La víctima que inaugura la nueva fórmula del secuestro de Estado es Sarah Shourd, turista estadounidense a la que se le ocurrió irse de viaje, en compañía de dos amigos, a un lugar de tanta enjundia vacacional como la frontera que separa Irán de Irak. Solo por eso se puede sospechar que, o bien es una espía, acusación oficial bajo la que fue detenida, o le patinan las neuronas. Pero sin necesidad alguna de hacer intervenir a los médicos forenses, el gobierno iraní ha dado con una fórmula estupenda para resolver el conflicto. La señora Shourd será liberada si Washington paga 400.000 dólares, cifra que pone de manifiesto que en Teherán han dado con una mina de oro pero andan lejos de saber explotarla a fondo. Cualquier aficionado a las novelas negras o a las películas de acción sabe que en los secuestros lo suyo es pedir un rescate acorde con el dinero de que disponen los allegados a la víctima. Si se trata del gobierno de los Estados Unidos, exigir menos de medio millón de dólares suena hasta a insulto.
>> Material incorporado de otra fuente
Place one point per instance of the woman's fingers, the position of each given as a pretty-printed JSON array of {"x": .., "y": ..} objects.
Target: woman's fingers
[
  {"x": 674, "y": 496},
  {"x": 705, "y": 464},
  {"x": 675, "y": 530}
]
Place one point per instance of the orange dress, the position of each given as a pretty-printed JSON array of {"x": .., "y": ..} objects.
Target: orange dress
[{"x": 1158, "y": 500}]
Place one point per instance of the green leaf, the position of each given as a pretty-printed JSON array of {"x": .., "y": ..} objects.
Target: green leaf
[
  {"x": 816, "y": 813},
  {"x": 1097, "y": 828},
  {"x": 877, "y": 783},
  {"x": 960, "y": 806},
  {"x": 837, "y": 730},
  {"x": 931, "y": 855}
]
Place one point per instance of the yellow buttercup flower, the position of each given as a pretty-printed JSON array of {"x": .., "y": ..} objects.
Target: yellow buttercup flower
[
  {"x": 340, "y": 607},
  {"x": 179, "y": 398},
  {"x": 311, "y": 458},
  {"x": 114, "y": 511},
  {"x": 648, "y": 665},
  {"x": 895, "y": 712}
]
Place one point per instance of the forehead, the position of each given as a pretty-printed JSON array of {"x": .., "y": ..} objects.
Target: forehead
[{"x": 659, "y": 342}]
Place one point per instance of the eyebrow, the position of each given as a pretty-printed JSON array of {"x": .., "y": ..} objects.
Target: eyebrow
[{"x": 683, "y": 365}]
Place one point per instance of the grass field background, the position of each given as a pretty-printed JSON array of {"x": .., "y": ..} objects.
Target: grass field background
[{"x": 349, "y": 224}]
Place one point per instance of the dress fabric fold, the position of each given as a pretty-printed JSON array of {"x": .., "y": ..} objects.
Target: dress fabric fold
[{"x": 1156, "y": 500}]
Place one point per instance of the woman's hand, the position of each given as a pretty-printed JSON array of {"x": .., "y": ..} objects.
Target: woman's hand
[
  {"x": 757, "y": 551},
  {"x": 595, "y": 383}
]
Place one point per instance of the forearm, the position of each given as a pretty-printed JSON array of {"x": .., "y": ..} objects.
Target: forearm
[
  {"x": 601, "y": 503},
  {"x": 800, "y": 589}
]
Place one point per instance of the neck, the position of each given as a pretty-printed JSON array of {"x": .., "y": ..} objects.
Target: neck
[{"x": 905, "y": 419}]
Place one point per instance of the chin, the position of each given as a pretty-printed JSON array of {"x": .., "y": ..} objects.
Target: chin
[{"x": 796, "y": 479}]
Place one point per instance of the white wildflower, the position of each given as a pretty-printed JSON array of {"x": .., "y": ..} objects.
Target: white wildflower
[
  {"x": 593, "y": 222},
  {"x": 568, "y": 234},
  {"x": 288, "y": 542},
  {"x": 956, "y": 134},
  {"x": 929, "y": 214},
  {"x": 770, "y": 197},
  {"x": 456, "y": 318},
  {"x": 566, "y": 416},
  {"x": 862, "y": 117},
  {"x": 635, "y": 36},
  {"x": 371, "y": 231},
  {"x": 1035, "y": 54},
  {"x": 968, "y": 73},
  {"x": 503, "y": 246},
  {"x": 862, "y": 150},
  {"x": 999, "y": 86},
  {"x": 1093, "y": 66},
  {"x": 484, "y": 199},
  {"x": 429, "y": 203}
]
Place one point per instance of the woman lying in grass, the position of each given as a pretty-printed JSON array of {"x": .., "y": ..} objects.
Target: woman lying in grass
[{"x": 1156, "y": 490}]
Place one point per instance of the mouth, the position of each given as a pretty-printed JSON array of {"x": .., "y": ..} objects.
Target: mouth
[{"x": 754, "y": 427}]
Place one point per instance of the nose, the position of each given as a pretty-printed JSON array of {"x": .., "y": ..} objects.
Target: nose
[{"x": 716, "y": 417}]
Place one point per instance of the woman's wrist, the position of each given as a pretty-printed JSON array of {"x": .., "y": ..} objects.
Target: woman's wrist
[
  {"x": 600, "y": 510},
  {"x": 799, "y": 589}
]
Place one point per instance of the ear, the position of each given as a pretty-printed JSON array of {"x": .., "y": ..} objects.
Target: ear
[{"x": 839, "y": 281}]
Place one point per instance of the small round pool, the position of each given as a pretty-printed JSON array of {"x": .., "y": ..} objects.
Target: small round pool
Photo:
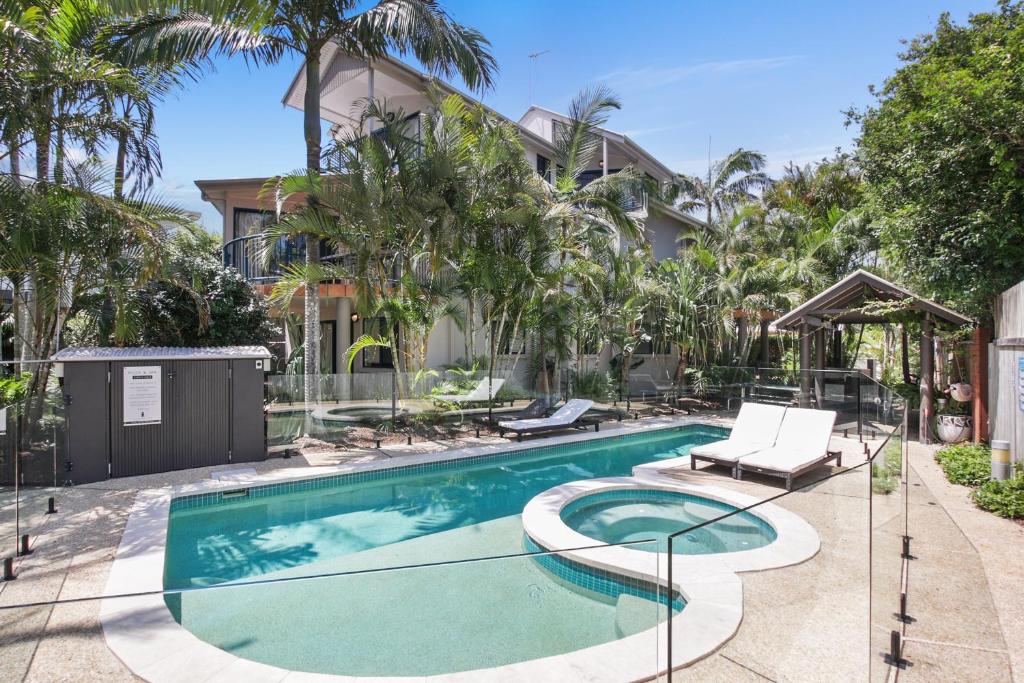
[{"x": 639, "y": 514}]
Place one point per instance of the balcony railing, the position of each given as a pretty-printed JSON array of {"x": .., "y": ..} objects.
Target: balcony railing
[{"x": 246, "y": 254}]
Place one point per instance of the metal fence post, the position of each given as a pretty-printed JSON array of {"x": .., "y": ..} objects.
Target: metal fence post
[
  {"x": 394, "y": 394},
  {"x": 860, "y": 416}
]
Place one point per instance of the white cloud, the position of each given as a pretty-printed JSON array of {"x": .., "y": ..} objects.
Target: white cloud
[{"x": 642, "y": 78}]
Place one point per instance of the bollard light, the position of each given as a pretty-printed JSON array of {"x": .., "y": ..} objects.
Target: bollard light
[{"x": 1000, "y": 460}]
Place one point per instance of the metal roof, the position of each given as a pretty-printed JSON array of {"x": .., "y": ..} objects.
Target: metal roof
[
  {"x": 843, "y": 303},
  {"x": 83, "y": 353}
]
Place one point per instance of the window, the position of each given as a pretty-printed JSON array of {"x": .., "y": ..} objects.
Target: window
[
  {"x": 329, "y": 334},
  {"x": 544, "y": 168},
  {"x": 376, "y": 356},
  {"x": 251, "y": 221},
  {"x": 589, "y": 345}
]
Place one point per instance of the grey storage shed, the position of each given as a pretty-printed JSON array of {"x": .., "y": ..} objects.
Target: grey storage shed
[{"x": 141, "y": 411}]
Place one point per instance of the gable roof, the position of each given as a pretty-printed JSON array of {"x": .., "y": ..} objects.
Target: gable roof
[{"x": 842, "y": 301}]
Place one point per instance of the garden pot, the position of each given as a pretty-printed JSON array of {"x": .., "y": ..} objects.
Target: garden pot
[{"x": 953, "y": 428}]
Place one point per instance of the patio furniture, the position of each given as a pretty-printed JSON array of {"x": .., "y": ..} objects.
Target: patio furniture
[
  {"x": 478, "y": 394},
  {"x": 756, "y": 428},
  {"x": 537, "y": 409},
  {"x": 802, "y": 444},
  {"x": 568, "y": 416}
]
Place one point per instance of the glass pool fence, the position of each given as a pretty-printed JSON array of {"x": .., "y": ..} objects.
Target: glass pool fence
[{"x": 847, "y": 609}]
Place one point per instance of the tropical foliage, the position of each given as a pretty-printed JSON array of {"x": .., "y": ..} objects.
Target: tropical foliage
[{"x": 943, "y": 158}]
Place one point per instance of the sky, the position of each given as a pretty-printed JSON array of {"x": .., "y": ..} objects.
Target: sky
[{"x": 692, "y": 76}]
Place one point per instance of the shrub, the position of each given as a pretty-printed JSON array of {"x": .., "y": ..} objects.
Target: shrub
[
  {"x": 1003, "y": 498},
  {"x": 966, "y": 464}
]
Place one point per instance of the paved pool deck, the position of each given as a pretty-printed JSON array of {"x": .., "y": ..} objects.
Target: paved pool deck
[{"x": 808, "y": 622}]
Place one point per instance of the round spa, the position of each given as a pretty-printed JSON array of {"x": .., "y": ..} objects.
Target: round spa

Aunque a lo mejor sucede que Ahmadineyad y sus muchachos se han visto atrapados por la consideración que tienen de las mujeres, seres a todas luces inferiores de acuerdo con la escala de méritos y precios que se maneja dentro del fundamentalismo islámico. Los publicitarios saben que el envase es esencial para vender un producto y, burka por medio, tal vez el gobierno de Teherán pensase que nadie en su sano juicio iba a dar más por una persona del sexo femenino. Así que, en realidad, está lanzando un anzuelo porque la operación se refiere solo a la mujer detenida. Sus dos compañeros varones no forman parte por el momento del chantaje, ni se ha puesto precio a su cabeza. Más adelante, si las gestiones salen bien y la acusación de espionaje se cambia por la de entrada ilegal en el país –un delito de tono menor, salvo en las consideraciones de trastorno psiquiátrico que puedan inferirse respecto de quien lo comete– puede que sepamos lo que vale, de acuerdo con el criterio de Teherán, un secuestrado de género masculino, edad madura y costumbres un tanto disparatadas.